CS Research at Haverford: 2010

Tuesday, July 27, 2010

Printer issues in the Lab, how to do proper setup

With updating the lab to the new machines, the lab has been experiencing problems printing to the network-enabled printer. Originally, we had set up the computers to print using the HP JetDirect protocol, but that had proven to be flaky. Instead, we used the Line Printer Daemon Protocol (LPD) to print to this printer.

In order to set LPR (the "client" for LPD) up properly in Ubuntu, we first needed the IP address of the printer, which could be, for example, 192.168.1.127.

Next, go the System->Administration->Printing, and press the Add button.

Then, click "Network Printer" in the Devices list on the left, and choose "LPD/LPR Host or Printer".

Type in the printer's IP address into the "Host:" text box, and leave the Queue blank.

(The reason why there is no queue is because there is only one printer hosted on this LPD server (the printer itself). If we had a print server with two or more printers connected to it, we would have to specify the specific queue that is tied to the specific printer that we want to add. For instance, if the print server had an HP LaserJet and an HP DeskJet connected to it, with queue names HPLaserJet and HPDeskJet, respectively, then in order to add the HP LaserJet as a printer, we would put the IP address of the print server in the "Host:" field, and HPLaserJet in the "Queue:" field).
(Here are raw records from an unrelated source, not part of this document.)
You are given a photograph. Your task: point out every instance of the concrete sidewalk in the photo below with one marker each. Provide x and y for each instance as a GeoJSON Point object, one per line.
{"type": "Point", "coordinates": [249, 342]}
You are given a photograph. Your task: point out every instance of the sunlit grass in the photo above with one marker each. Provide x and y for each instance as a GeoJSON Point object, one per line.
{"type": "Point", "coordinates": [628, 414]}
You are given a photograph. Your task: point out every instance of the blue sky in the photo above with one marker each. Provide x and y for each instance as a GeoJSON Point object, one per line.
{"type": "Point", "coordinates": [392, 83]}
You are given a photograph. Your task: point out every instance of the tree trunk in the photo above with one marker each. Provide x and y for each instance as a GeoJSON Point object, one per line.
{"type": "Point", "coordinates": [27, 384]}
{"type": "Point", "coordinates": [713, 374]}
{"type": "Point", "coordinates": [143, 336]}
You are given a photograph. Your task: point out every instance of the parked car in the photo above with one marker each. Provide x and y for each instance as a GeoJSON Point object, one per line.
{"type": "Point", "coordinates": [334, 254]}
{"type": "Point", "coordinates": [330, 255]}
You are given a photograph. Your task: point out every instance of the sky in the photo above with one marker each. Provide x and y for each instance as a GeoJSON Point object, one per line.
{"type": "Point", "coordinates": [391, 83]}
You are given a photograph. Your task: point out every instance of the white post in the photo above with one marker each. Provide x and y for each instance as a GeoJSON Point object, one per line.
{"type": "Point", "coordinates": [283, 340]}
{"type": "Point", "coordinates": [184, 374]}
Getting back on track, press the forward button, and Ubuntu will find the proper driver (hopefully), offer you some print options (which for our purposes we did not need to change, press "Forward" to continue) and automatically make a name for the printer, which you can change if you want.

Finish up by pressing Apply, and it will ask you if you would like to print a test page.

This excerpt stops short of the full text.